The complete modelling of the overall process from electron impact to damaged molecular fragments therefore requires the usage of a broad range of computational tools and their balanced employment for each of the biospecies for which experimental data are available. The role which the biological environment, i.e., the surrounding water molecules of the most important solvent medium, has on the evolution of the damaging process is still a matter of debate, although some of the recent experiments seem to indicate that the overall swiftness of the attachments and intramolecular rearrangements (IVRs) suggest, even when fairly narrow resonances are present, that the water molecules might have a “static” effect on the initial energetics but would then simply act as “spectators” during the occurrence of the initial resonant scattering and therefore may not influence the ensuing energy redistributions that guide the final apoptosis of the cell. All the above aspects will be analysed and reviewed in the following sections dealing with the theoretical and computational aspects of the damaging induced by secondary electrons.

The importance of reactions of presolvated electrons with amino acids and nucleotides has already been pointed out more than 2 decades ago by time resolved (picosecond) pulse radiolysis experiments [22]. Since then some information in the field of Radiation Chemistry has been accumulated concerning the scavenging properties of electrons in the presolvated state [23], [24], [25], [26]. While such experiments provide valuable insight into time dependence of electron scavenging processes, they do not allow direct information on the chemical reactions induced by those electrons.

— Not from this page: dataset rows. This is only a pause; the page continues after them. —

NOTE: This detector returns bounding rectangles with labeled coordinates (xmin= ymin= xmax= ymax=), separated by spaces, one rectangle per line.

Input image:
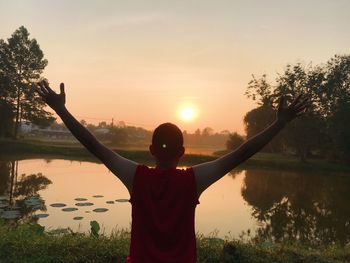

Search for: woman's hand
xmin=277 ymin=94 xmax=308 ymax=125
xmin=37 ymin=81 xmax=66 ymax=112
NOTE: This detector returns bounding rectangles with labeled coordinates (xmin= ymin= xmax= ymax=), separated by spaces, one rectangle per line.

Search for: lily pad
xmin=0 ymin=204 xmax=9 ymax=209
xmin=62 ymin=207 xmax=78 ymax=212
xmin=74 ymin=197 xmax=87 ymax=201
xmin=1 ymin=210 xmax=21 ymax=219
xmin=50 ymin=203 xmax=66 ymax=207
xmin=0 ymin=195 xmax=9 ymax=201
xmin=92 ymin=208 xmax=108 ymax=213
xmin=33 ymin=214 xmax=49 ymax=218
xmin=75 ymin=202 xmax=94 ymax=206
xmin=115 ymin=198 xmax=129 ymax=203
xmin=8 ymin=205 xmax=21 ymax=210
xmin=24 ymin=200 xmax=43 ymax=206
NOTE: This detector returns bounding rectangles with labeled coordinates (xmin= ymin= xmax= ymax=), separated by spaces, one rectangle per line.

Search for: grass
xmin=0 ymin=221 xmax=350 ymax=263
xmin=0 ymin=139 xmax=350 ymax=175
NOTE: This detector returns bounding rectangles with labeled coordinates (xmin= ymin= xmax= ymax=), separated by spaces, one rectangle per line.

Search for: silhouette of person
xmin=37 ymin=81 xmax=307 ymax=263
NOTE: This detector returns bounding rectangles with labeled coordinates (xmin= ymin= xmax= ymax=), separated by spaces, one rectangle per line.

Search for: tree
xmin=0 ymin=39 xmax=14 ymax=137
xmin=319 ymin=55 xmax=350 ymax=161
xmin=2 ymin=26 xmax=55 ymax=138
xmin=245 ymin=64 xmax=327 ymax=161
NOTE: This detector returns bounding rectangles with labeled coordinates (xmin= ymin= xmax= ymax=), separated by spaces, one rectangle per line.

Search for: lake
xmin=0 ymin=159 xmax=350 ymax=244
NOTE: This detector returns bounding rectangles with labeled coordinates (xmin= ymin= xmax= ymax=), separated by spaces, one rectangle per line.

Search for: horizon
xmin=0 ymin=0 xmax=350 ymax=134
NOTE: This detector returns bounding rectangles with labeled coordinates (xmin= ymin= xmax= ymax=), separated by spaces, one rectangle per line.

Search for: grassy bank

In Chapter 2.2.4 we shall briefly consider very recent experiments using ultrashort laser spectroscopy which, as further reported in our Conclusions, provide detailed information on reactions of prehydrated electrons with biomolecular systems in aqueous solutions.

In the following sections we shall therefore analyse in some detail both the outcome of several experimental studies and the results from quantum dynamical models describing the primary electron attachment process and the subsequent reactions.